Il s’engouffra, ajoute le docteur Vour’ch, qui fit plus tard une enquête minutieuse sur ce meurtre, dans le couloir obscur d’une maison démolie, depuis, par bombardement et, chancelant, s’y arrêta un instant » Puis il parvint à monter trois étages et s’étendit sur le palier, dont toutes les portes étaient fermées. Les boches, dit-il, qui fouillaient les maisons avoisinantes, le découvrirent là, le ventre ouvert, un portefeuille vide jeté à ses côtés (sans doute avait-il avalé le contenu). Ils le chargèrent sur leurs épaules, mourant, et le portèrent dans la rue. On ne sait ce qu’ils firent de lui, ni si ses restes ont été inhumés ou incinérés…

*

Ainsi s’achève la mémorable entreprise de Camors, mystérieuse, aux incessantes et fortes péripéties, si conforme à ses tendances et impulsions innées, dans laquelle il s’est surpassé et a rendu à son pays et aux Alliés des services inappréciables.

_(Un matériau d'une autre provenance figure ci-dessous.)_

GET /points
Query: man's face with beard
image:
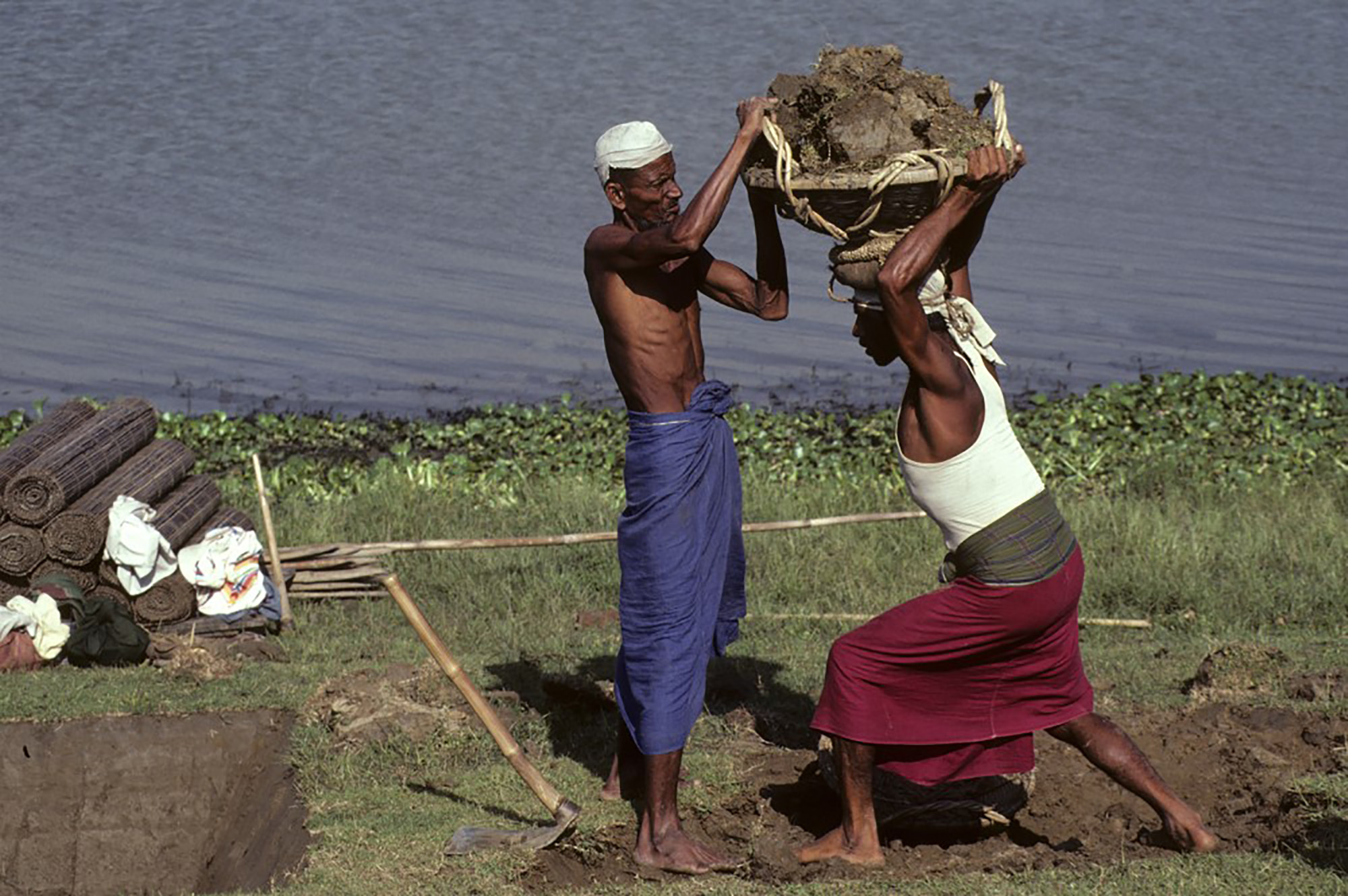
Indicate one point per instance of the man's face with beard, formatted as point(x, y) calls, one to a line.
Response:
point(649, 196)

La guerre de Libération achevée, les gouvernements alliés de France, d’Angleterre, des États-Unis, tinrent à authentifier les actes de ce jeune chef de la Résistance. Ils lui attribuèrent, à titre posthume, les citations et les distinctions les plus élogieuses :

croix de la Libération (4 mai 1944) ;
– Légion d’honneur (décret du 19 septembre 1947) ;
– croix de Guerre avec palme ;
– grade de commandant avec rang du 1er octobre 1943 ;
– médaille américaine de la Liberté avec palme d’argent ;
– citation et médaille britannique ;
– diplôme au nom du Roi et feuille de laurier en argent, signé par le Premier ministre C. R. Attlee ;
– le 10 novembre 1947, à Rennes, une plaque de marbre était posée sur la maison du meurtre (Café de l’Époque) portant ces mots :

Ici est tombé glorieusement pour la France
le 11 octobre 1943, Jean-Claude CAMORS
Chef du réseau Bordeaux-Loupiac
Compagnon de la Libération
Ses compagnons reconnaissants

Le 18 novembre 1951, une plaque était posée à Paris, 6, rue François-Mouthon, sur la maison qu’il habitait.

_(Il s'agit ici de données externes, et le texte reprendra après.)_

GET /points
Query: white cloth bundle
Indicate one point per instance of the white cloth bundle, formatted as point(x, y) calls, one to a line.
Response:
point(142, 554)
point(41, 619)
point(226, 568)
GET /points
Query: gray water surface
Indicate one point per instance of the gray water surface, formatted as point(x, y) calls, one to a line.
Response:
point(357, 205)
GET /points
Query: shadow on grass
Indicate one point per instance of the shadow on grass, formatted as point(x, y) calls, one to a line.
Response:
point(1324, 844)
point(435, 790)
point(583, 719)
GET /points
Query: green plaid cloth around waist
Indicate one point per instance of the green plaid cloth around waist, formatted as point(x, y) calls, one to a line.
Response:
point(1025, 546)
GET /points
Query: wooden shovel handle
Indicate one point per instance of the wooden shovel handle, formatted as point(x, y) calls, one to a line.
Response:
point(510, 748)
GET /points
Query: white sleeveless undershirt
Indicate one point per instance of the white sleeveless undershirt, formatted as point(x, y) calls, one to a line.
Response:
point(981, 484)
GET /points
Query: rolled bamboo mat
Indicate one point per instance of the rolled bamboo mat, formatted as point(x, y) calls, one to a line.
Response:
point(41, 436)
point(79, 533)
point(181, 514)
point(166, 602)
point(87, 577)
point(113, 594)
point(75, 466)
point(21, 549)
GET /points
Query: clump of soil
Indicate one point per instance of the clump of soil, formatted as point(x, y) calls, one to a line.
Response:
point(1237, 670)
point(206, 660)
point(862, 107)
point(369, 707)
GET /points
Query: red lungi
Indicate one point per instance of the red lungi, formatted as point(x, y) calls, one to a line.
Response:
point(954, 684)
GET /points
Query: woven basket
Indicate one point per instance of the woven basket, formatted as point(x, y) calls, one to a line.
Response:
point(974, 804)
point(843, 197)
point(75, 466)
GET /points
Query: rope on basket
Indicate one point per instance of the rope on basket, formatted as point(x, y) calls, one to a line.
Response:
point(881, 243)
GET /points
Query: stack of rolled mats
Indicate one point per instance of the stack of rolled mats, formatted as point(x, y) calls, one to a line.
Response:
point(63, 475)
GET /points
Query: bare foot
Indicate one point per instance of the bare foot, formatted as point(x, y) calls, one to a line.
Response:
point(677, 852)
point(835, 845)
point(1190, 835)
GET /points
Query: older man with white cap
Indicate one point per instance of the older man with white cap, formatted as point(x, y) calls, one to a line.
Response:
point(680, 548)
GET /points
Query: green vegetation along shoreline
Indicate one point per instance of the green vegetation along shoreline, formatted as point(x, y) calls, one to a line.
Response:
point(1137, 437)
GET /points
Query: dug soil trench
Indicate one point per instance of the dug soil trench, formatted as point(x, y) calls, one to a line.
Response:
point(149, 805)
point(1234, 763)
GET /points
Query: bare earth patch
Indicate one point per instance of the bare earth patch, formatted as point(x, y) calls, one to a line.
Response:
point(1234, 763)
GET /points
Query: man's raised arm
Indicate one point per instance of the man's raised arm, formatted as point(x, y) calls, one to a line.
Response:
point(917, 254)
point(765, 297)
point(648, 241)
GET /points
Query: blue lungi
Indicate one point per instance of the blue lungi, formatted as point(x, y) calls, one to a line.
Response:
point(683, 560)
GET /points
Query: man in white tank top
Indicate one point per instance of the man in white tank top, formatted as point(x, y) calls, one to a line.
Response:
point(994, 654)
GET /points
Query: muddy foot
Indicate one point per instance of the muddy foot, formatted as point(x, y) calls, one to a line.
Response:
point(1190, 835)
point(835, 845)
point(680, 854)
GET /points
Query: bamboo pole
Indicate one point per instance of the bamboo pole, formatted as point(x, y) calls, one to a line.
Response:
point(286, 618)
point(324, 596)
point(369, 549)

Cette plaque associe à sa mémoire celle de son frère, le capitaine Paul Camors, qui, après avoir participé aux combats de la Libération, dans les rangs de la 9e D.I.C., est mort glorieusement pour la France, le 1er février 1946, dans une embuscade au col de Loukkel (Annam).

Le général de Larminat, président de l’Association des Français Libres, était représenté à cette cérémonie par le général Flipo.

Extrait de la Revue de la France Libre, n° 43, décembre 1951.